Andrew s'allongea sur le lit, mains derrière la nuque. Suzie s'approcha de la table de nuit, ouvrit le tiroir et regarda la bible qui s'y trouvait.

– Vous croyez en Dieu ?

– Mes parents étaient très croyants, nous allions chaque dimanche à la messe. La dernière à laquelle j'ai assisté fut celle de l'enterrement de mon père. Et vous ?
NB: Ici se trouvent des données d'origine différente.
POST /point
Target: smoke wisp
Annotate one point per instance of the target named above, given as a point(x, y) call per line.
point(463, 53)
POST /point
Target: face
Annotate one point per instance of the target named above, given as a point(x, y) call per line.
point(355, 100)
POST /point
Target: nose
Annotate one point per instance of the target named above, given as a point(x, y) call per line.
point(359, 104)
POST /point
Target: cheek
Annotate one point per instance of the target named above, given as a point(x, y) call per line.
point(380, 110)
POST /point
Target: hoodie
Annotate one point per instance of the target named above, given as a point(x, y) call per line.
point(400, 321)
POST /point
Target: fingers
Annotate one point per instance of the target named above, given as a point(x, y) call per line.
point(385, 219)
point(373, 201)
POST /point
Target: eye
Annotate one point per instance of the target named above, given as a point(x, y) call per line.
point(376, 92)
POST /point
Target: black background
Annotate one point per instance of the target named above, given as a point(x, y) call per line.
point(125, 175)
– Un mois après mon rapatriement aux États-Unis, je suis retournée à Baltimore. Quand je suis entrée dans l'appartement de Shamir, ses parents étaient là. Son père m'a regardée, sans rien dire, et lorsqu'il a vu mes mains, ses premières paroles ont été pour s'inquiéter de ma douleur. Je ne saurais pas vous dire pourquoi, mais ce soir-là, j'ai renoué avec la foi. J'ai demandé à sa mère si je pouvais prendre quelques affaires lui appartenant, son bleu de travail, son blouson et une écharpe rouge qu'il emportait toujours en montagne. Cette écharpe était son porte-bonheur. Chaque fois qu'il atteignait un sommet, il la nouait à son piolet et la regardait flotter dans le vent, le temps de savourer sa victoire et de reprendre des forces. Il ne l'avait pas sur le mont Blanc, nous l'avions oubliée en faisant nos bagages. J'ai répété à ses parents une histoire dont ils connaissaient l'issue, mais sa mère voulait réentendre les détails de notre ascension. Je voyais dans son regard que tant que je lui parlais de son fils il était encore un peu en vie. Et puis je me suis tue, parce que je n'avais plus rien à raconter. Sa mère s'est levée, elle est revenue avec un sac de vêtements qui appartenaient à Shamir. Elle m'a caressé la joue sur le pas de la porte et m'a confié un médaillon qu'elle portait toujours autour du cou. Elle m'a dit que si je retournais un jour sur cette montagne, elle aimerait beaucoup que je le jette dans la crevasse où dormait son fils, puis elle m'a suppliée d'avoir une vie qui vaille la peine que son fils se soit sacrifié. Je voudrais juste que la mort ne soit pas qu'un long sommeil sans rêves, que l'âme de Shamir erre quelque part et soit heureuse.